“Mama, will you pray for me?”
I love those words. Those are the words I heard tonight after I’d put both boys to bed. Lately, the boys have requested that I pray aloud for them, with them, as they drift off to sleep. Tonight, Andrew seemed more settled and I didn’t want to upset him with the prayer. I sneaked out, thinking I would steal a few minutes to relax in Mark’s big chair, maybe watch the local news and weather, or even write here in my blog. You see, my boys, our boys, are having a hard time, especially at bedtime, missing their daddy. I think it’s because he was so involved in their nightly routine, and the fact that they’ve slowed down, gotten quiet, and they have time to think about him more. They think about what they’ve lost. What they used to have.
But Andrew needed that prayer tonight. I cranked down from the chair, crawled into his bed, held him tightly and prayed. We pray for comfort, strength, wisdom, understanding. We pray that God’s plan will be revealed to us. We pray that our worries will go away, that we will relax and live for today, leaving God to work out the details of our future.
It’s tough for me, too. The boys want separate rooms, and are sleeping that way. But it makes it doubly hard on me. Trying to comfort and console two sobbing boys, in separate rooms, at the same time, is practically impossible. I’m doing the best that I can, we all are. I hope that it is good enough to get us through this latest bump in the road.
“Mama, you are the best mom in the world. I don’t know what we’d do without you.”

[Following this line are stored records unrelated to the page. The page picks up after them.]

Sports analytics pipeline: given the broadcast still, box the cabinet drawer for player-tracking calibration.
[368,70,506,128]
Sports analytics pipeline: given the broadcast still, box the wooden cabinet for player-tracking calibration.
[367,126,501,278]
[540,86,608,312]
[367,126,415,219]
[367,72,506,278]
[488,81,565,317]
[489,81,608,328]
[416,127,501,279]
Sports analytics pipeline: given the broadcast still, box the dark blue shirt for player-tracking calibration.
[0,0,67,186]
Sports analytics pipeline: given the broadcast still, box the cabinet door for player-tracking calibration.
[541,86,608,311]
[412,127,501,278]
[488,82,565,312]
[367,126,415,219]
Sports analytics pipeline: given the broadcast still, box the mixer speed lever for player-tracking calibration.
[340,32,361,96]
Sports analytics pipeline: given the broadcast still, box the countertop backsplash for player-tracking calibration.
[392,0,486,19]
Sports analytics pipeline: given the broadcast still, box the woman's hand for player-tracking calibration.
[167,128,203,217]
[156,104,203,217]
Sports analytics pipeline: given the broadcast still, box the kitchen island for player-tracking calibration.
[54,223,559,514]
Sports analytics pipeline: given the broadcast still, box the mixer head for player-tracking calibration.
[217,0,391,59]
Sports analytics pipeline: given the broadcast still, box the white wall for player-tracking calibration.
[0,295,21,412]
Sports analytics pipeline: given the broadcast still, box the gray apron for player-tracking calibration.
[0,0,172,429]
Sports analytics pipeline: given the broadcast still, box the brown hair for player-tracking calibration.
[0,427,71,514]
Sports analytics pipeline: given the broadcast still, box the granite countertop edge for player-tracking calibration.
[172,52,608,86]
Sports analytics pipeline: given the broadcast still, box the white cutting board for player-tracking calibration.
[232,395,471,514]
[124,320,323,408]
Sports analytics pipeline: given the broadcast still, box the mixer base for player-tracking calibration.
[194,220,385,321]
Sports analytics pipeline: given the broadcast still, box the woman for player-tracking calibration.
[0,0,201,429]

I love hearing that one, too. It’s natural, I guess, that they’ve become more attached to me, more appreciative of the things I do. Ben has moved out from my bed, which is a big deal. He was becoming too attached, and we both needed our separate space.

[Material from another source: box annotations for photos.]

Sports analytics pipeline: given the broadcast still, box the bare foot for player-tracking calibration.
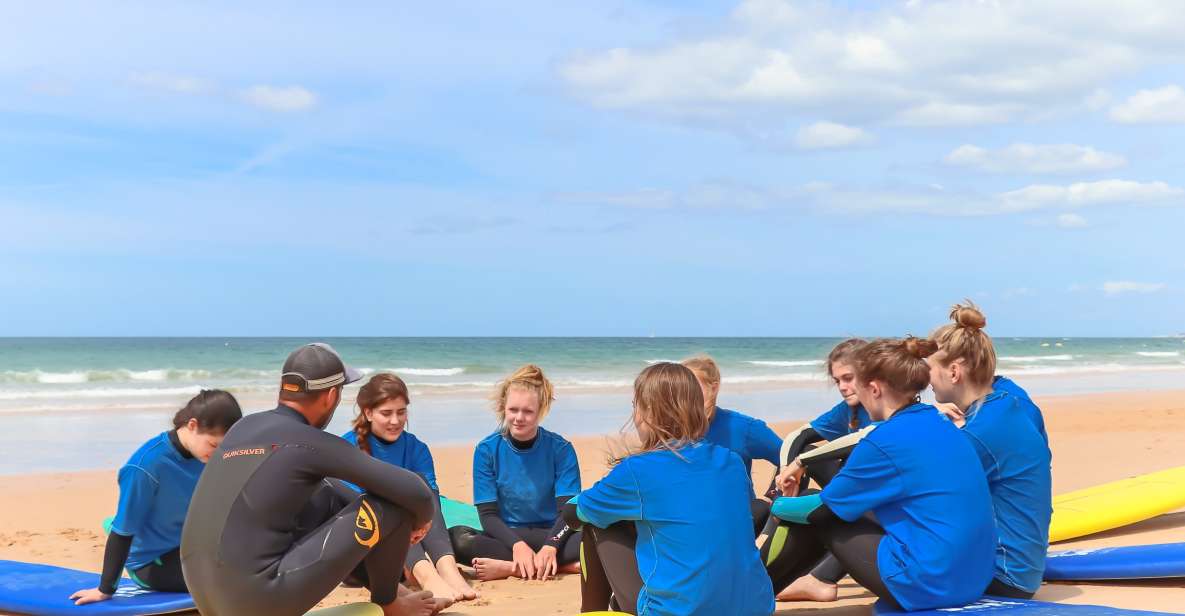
[382,591,443,616]
[436,557,478,601]
[473,558,514,582]
[777,575,839,603]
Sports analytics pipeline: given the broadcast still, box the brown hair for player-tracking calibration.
[491,364,556,430]
[856,336,939,397]
[930,300,995,385]
[634,361,707,453]
[680,355,720,385]
[354,372,411,454]
[827,338,869,432]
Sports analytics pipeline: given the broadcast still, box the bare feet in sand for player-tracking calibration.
[473,558,514,582]
[777,575,839,603]
[436,556,478,601]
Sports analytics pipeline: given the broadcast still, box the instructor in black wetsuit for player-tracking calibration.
[181,342,447,616]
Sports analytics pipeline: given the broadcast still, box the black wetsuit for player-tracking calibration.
[181,405,436,616]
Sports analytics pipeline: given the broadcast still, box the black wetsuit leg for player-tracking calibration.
[984,579,1036,599]
[132,547,190,592]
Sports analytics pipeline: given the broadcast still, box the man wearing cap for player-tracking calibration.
[181,342,447,616]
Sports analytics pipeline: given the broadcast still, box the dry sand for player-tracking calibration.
[0,391,1185,616]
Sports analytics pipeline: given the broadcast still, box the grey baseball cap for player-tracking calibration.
[280,342,363,393]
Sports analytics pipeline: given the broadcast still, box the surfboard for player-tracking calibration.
[1045,543,1185,580]
[0,560,193,616]
[1049,467,1185,543]
[872,597,1172,616]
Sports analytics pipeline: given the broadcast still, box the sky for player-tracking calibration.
[0,0,1185,336]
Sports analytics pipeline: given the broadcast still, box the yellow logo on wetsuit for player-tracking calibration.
[354,499,379,547]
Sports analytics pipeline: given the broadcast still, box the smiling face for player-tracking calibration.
[363,397,408,442]
[505,386,539,441]
[831,361,860,408]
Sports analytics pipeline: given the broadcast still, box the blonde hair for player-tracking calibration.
[930,300,995,385]
[680,355,720,385]
[854,336,939,397]
[491,364,556,430]
[634,360,711,454]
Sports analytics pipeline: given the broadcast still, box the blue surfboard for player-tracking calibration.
[1045,543,1185,580]
[0,560,193,616]
[872,597,1172,616]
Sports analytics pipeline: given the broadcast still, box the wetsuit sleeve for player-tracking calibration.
[314,432,437,528]
[556,442,581,502]
[478,502,523,547]
[820,441,905,521]
[98,531,132,595]
[745,419,782,467]
[799,425,875,468]
[576,458,642,528]
[545,496,572,550]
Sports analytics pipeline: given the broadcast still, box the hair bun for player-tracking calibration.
[950,302,987,329]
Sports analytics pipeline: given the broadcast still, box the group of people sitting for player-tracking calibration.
[72,304,1052,616]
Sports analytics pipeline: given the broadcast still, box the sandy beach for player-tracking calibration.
[0,391,1185,616]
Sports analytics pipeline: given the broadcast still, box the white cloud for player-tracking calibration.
[794,122,873,149]
[1100,281,1167,295]
[128,71,216,95]
[942,143,1127,174]
[1110,85,1185,124]
[559,0,1185,126]
[242,85,316,113]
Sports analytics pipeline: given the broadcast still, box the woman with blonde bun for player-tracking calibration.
[762,338,995,611]
[929,302,1053,598]
[449,364,581,580]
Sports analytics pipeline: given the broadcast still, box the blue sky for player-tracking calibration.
[0,0,1185,335]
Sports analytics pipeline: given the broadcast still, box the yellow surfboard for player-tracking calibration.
[1049,467,1185,543]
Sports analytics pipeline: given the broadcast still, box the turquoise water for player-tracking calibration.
[0,338,1185,474]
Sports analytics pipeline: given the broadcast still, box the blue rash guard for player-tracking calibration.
[821,403,997,610]
[811,400,872,441]
[704,406,782,473]
[574,441,774,616]
[111,432,205,571]
[963,390,1053,592]
[473,428,581,528]
[341,430,441,494]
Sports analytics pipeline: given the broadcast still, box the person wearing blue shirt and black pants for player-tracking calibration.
[449,365,581,580]
[763,338,995,611]
[70,390,243,605]
[929,303,1053,598]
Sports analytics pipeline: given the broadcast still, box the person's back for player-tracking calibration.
[822,404,995,610]
[963,391,1053,592]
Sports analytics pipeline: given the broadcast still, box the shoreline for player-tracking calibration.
[0,389,1185,616]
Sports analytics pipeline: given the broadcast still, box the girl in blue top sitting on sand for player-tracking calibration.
[929,302,1053,598]
[565,362,774,616]
[449,364,581,580]
[341,373,478,601]
[70,390,243,605]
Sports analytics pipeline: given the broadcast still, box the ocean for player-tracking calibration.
[0,338,1185,474]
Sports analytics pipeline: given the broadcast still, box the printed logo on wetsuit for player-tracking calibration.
[354,499,379,547]
[223,447,268,460]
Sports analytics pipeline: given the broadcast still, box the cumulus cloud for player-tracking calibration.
[1110,85,1185,124]
[242,85,316,113]
[794,122,873,149]
[942,143,1127,174]
[559,0,1185,126]
[1100,281,1167,295]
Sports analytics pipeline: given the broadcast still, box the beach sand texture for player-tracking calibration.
[0,391,1185,616]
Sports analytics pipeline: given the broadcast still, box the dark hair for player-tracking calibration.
[856,336,939,397]
[173,390,243,434]
[354,372,411,454]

“Mom, when did you know that you loved Daddy?”
That’s a great one. For me, it really was love at first sight. It may sound like a tired old cliche, but it was true in our case. It took awhile to get your Daddy to come around, but homemade brownies, piano music, and good old Kentucky Southern charm finally won him over.
“Mom, why did God take Dad?”
I don’t have the answer to that one. I never will understand God’s reasoning. I’ve been told by many wiser people than me that on the day I stand face to face with Jesus, in heaven, I will understand it all. In the meantime, no earthly explanation makes any sense whatsoever. The best I can come up with is that bad things happen to good people all of the time. No family is immune.
Even in the midst of all this pain, I can look back over these past 8 plus months and see good things that have come from it. I have developed a deeper relationship with my God, and I am a kinder, gentler, more patient woman and mother. I don’t take anything for granted, and I’m striving to live every day the way Mark did, to the fullest. I try to look for the positive in people and in situations, like he did. I never heard the man utter one negative comment about anyone or anything, and that’s no exaggeration. I could do alot worse than live like he did. “Living like Daddy,” that’s my aspiration.
Andrew and Ben, good kids before losing Mark, have become simply extraordinary. They are so empathetic, so kind, generous to a fault. They are fiercely protective of me, and of each other. I know Mark’s so very proud. They seem wise beyond their years. It’s a direct result of their circumstances, and I can’t stop it. So, instead I choose to embrace it, making sure they have abundant opportunities to “just be” 8 and 10 year old boys.
We made it through Easter, and it wasn’t as hard as I expected. That is a good thing. We planned an over night getaway for that evening, with the boys being off yesterday; Great Wolf Lodge was the diversion, and it was a resounding success. They played, they swam, they waterparked. They spent hours on MagiQuest throughout the lodge (a sort of interactive game with wands and specific quests/hunts for items). I relaxed a bit, working on my column in the big cozy lobby while 3 boys cast spells and looked for clues.
Mark didn’t get chosen for the spot in the Texas Freshwater Fishing Hall of Fame this year. I was initially disappointed, because I know in my heart he deserves it, but I was encouraged to re-submit him next year. I have decided that time will give me a more objective perspective on his application, and I can make it so much better by next February. See, there’s that positive spin I’m trying to put on things….
We’re healthy, we’re busy, and we’re making it. There are happy moments interspersed in the midst of the tears and sadness. We laugh. We cry. We remember. We laugh some more.
We know where Mark is. We know that we will see him again. The boys chuckle that they are sure that he’s cooked fish for Jesus, and that he free falls on a regular basis, just because he can. They talk to him, and they say he talks back. I believe them. I can hear him urging me on, or chiding me whenever I do something he wouldn’t approve of. I want to make him proud. I’ll spend the rest of my life doing just that, raising his boys the way he wanted. For they are his greatest legacy.